Les frais d’entretien récurrents. « Dès qu’on choisit d’installer un module, il faut prévoir un entretien annuel de la surface d’amortissement et un examen annuel par un inspecteur qui vérifie si tout est conforme aux normes de l’Association canadienne de normalisation (CSA). Si on veut que les modules soient aussi accessibles en hiver, il faut aussi prévoir un budget pour le déneigement. Remplacer un filet de but de soccer fixe coûte environ 600 $. Si on n’a pas ou très peu de budget annuel pour l’entretien, il est important de prévoir des aménagements autonomes. »
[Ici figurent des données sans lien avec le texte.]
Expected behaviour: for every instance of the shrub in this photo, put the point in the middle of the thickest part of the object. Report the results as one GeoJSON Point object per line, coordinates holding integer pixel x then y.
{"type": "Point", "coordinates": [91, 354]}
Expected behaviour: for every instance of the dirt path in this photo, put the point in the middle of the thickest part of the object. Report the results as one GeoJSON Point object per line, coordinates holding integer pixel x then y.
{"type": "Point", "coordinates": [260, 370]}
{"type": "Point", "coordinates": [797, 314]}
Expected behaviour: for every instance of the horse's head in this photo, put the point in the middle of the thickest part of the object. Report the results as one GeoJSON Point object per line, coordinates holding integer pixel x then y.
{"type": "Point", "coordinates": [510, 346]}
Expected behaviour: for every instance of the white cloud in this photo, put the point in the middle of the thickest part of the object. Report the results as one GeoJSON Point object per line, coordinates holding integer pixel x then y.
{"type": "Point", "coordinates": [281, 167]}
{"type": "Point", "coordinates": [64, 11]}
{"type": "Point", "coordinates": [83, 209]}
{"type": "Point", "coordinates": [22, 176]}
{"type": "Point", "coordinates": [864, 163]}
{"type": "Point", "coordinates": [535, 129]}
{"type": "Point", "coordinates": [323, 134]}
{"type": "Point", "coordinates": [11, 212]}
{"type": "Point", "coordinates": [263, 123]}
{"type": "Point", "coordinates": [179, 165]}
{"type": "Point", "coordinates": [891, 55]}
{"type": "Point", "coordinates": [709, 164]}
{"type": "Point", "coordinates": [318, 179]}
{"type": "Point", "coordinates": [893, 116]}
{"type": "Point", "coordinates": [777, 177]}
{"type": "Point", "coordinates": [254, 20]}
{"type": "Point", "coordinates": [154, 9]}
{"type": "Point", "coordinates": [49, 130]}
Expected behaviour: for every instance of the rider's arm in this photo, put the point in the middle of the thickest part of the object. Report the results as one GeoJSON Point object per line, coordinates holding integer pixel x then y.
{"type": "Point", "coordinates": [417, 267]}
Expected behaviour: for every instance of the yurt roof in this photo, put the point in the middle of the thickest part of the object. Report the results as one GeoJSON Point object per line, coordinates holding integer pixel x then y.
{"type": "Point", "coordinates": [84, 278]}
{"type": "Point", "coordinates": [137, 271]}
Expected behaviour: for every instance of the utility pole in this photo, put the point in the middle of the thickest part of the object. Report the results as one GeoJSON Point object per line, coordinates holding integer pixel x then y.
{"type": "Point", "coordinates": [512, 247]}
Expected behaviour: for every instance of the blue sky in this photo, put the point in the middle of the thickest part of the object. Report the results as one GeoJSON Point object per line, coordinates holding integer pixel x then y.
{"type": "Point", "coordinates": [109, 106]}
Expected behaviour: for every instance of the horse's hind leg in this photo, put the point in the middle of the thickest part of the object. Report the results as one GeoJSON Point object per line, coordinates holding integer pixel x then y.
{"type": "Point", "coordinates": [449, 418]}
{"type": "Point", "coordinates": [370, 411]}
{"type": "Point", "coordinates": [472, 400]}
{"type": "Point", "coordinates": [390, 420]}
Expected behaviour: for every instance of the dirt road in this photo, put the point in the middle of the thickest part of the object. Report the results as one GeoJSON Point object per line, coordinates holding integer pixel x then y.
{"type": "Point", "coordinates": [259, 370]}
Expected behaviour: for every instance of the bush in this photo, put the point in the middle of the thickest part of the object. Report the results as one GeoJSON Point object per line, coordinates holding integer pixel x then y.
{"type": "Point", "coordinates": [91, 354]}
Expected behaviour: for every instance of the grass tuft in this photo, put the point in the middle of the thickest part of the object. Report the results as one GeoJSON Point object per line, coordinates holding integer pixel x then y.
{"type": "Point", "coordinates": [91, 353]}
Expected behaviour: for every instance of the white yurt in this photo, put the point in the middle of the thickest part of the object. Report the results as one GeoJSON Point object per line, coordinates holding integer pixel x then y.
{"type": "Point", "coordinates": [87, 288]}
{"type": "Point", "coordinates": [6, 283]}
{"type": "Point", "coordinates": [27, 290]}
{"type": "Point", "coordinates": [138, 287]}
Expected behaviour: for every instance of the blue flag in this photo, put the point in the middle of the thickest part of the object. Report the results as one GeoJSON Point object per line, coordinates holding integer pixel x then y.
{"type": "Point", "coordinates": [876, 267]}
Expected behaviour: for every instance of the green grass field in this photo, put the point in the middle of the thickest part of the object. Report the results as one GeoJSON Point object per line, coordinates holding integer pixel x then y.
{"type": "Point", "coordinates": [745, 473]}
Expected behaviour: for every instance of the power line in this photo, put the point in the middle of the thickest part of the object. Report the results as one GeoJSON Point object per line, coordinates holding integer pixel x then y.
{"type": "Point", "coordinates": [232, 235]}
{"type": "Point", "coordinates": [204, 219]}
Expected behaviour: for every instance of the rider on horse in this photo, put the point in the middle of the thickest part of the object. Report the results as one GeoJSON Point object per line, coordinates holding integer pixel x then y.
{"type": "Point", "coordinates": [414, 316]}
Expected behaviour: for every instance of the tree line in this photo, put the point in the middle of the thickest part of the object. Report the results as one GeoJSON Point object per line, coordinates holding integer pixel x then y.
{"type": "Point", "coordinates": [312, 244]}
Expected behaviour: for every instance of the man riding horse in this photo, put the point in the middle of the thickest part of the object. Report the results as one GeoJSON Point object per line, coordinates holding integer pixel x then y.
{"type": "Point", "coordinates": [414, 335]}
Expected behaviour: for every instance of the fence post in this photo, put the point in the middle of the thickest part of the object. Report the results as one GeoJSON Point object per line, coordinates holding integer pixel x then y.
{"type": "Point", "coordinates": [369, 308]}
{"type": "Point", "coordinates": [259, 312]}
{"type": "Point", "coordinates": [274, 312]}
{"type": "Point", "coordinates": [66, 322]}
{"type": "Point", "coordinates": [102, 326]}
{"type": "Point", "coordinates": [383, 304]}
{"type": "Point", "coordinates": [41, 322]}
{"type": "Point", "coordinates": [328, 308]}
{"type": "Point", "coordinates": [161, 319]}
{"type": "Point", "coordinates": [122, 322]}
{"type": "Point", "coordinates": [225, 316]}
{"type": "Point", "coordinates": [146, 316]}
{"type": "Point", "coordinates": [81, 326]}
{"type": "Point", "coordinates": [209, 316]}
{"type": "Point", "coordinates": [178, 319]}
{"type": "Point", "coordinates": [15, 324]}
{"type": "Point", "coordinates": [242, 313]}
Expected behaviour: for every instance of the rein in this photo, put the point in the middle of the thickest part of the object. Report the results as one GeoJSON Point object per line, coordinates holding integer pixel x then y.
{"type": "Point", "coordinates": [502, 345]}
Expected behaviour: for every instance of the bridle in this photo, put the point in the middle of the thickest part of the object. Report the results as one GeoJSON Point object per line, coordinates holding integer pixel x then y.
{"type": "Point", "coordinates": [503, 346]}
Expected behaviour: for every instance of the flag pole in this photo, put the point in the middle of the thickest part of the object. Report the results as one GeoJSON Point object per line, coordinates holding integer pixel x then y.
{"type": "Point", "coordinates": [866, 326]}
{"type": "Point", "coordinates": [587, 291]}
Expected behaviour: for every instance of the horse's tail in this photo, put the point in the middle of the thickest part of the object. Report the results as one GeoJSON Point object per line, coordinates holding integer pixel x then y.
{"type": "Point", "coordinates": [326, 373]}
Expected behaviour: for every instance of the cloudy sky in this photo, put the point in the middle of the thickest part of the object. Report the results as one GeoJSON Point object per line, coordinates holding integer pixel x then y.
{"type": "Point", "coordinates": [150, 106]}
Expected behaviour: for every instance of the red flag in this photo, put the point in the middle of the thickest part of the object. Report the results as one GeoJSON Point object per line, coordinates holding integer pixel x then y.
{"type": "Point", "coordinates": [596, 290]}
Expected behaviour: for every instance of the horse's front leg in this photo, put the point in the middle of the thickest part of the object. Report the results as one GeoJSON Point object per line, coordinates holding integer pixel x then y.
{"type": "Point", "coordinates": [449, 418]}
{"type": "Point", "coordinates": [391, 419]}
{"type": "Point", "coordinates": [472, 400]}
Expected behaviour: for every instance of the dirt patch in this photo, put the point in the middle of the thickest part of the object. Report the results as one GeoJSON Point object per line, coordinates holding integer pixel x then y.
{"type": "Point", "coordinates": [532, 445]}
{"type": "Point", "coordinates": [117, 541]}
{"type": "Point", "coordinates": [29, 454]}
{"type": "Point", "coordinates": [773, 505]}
Persévérer pour l’école et pour le quartier

Un ingrédient également essentiel à la réussite d’un projet d’un réaménagement de cour d’école : la persévérance ! Marie-B. En effet, comme il peut parfois s’écouler quelques années entre la première réunion du comité de cour d’école et l’inauguration du nouvel aménagement, il est essentiel de ne pas céder au découragement. « Les enfants des parents impliqués peuvent avoir quitté l’école entretemps, ce qui peut être démotivant, reconnaît Marie-B Pasquier. Toutefois, lorsqu’on voit la cour d’école comme un élément à part entière du quartier, il est plus facile de rester mobilisé et d’apprécier le résultat final, qu’on soit un parent, un enseignant, un directeur ou une directrice, une éducatrice du service de garde, ou un membre de l’équipe municipale. »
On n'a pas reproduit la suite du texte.